As a consultant and coach to organizations trying to improve organizational results through strategy execution and performance management, questions about how to improve organizational culture crop up from clients ALL the time. This makes perfect sense, of course, because if your people aren't bought in and supporting these kinds of efforts, you might as well not bother.
But, as anyone who has ever tried to truly change a culture knows, it can be incredibly difficult. Organizational inertia is a powerful force. Overcoming it requires energy, endurance, and strong leadership from a committed, charismatic senior team.
Thankfully, just as there are training plans that have helped transform complete couch potatoes into marathon runners, there is a set of proven steps that can help senior leaders drive and sustain true and dramatic change. Here -- at a high-level -- they are:
Step 1: Define the new behaviors you want to see in place.
If the leadership team has determined that the culture should become more performance-based, they need to define exactly what behaviors they want to see exhibited. These should be consistent with the current values of the organization, since the values typically don’t change. Here are some example behaviors they might want to cultivate:
- Laser-like focus on achieving shared goals
- Leaders actively managing key outcome measures
- Owners of measures, goals, and initiatives taking real responsibility for performance
Step 2: Establish best practice processes and structures to drive these behaviors.
Sounds good, but how do you actually identify "best practices?" One way is to find an organization that already is highly performance driven and see what processes and structures they have in place. A great way to find organizations like that is through the Baldrige Performance Excellence Program or the state-level equivalent in your area. Previous recipients of these awards are very willing to share how they became successful, either at the program's annual conference or often on a more ad-hoc basis with organizations learning about the program.
Some examples that you'll find when you do this benchmarking:
- Strategic planning approaches that result in more narrowly focused, achievable objectives
- Data-driven business performance reviews that reinforce accountability
- Technology that supports the processes and structures
Talking to people at these kinds of high-performing organizations (or consultants who have led organizations through these transformations) will provide you with the nuts and bolts that translate these broad ideas into best practices.
Step 3: Communicate With, Train, and Coach Employees.
This is where the energy, endurance, and charsima noted above come in especially handy. Employees at all levels must become so good at exhibiting the new behaviors and utilizing the new processes and structures that they become second nature, which requires a considerable amount of good leadership, coaching, and ongoing communication.
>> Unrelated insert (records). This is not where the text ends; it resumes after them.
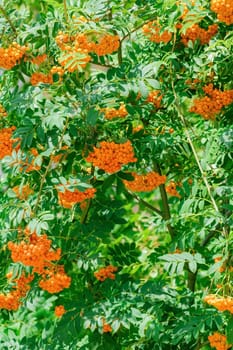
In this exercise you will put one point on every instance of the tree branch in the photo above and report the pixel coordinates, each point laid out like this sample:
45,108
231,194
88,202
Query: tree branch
146,204
8,20
165,206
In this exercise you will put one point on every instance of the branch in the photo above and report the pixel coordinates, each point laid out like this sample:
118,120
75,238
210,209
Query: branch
8,20
137,28
65,11
146,204
180,114
166,210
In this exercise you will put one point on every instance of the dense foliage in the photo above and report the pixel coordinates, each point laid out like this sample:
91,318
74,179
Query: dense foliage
116,172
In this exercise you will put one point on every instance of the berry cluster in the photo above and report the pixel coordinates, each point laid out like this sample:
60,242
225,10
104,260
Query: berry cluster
11,56
145,183
103,44
6,142
155,97
107,44
3,112
59,311
58,157
209,106
22,192
68,199
106,272
12,300
35,251
63,41
153,31
38,77
54,279
106,327
76,48
38,60
111,113
223,9
171,189
74,59
57,70
195,32
218,341
221,303
110,156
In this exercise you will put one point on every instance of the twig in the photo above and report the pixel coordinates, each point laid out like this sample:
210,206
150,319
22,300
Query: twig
146,204
8,20
166,210
65,11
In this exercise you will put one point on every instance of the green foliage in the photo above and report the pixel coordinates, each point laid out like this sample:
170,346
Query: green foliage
172,245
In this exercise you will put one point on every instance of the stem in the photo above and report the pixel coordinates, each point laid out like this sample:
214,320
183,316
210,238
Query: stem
119,55
8,20
41,185
165,206
65,11
85,212
192,280
137,28
192,145
146,204
48,167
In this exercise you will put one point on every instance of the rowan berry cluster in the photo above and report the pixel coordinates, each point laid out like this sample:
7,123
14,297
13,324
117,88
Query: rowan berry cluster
59,311
223,9
221,303
74,60
76,48
209,106
195,32
57,70
107,44
218,341
34,251
103,44
221,268
58,157
145,183
153,31
10,56
111,156
12,300
6,142
171,189
68,199
54,279
22,192
38,60
30,166
106,272
3,112
38,77
111,113
155,97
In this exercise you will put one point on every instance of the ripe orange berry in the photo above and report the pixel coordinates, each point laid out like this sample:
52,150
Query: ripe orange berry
111,156
223,9
218,341
11,56
153,31
145,183
106,272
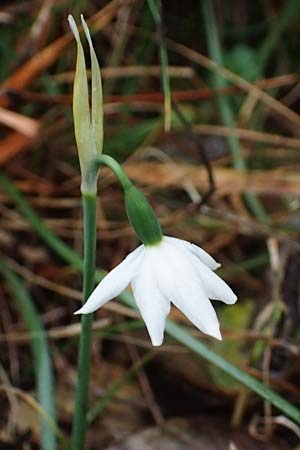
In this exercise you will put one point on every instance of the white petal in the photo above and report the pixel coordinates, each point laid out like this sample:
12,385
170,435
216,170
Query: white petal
208,260
213,285
114,282
153,306
179,282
Since change is inherently difficult, it must be made clear why and how this is a "win-win" for those involved. Fear and lack of information will sabotage even the best ideas, so you have to communicate, communicate, communicate, train, and coach.
The best coaches are those who have been on this journey before and also possess great coaching skills, which often means that the first coaches are consultants like me, but ultimately management must learn the processes and coaching skills to truly change (and sustain) the culture from within.
Step 4: Align Organizational Rewards & Recognition.
To reinforce the changes you've just made, it's critical that organizational rewards, such as bonus and incentive compensation plans, as well as internal awards and recognition programs, also change so that they reward the leaders and employees who:
- Exhibit the new behaviors
- Incorporate new processes and structures into their daily roles
- Demonstrate results in the strategically-aligned areas that they own
Changing culture isn't easy, but it's not impossible either.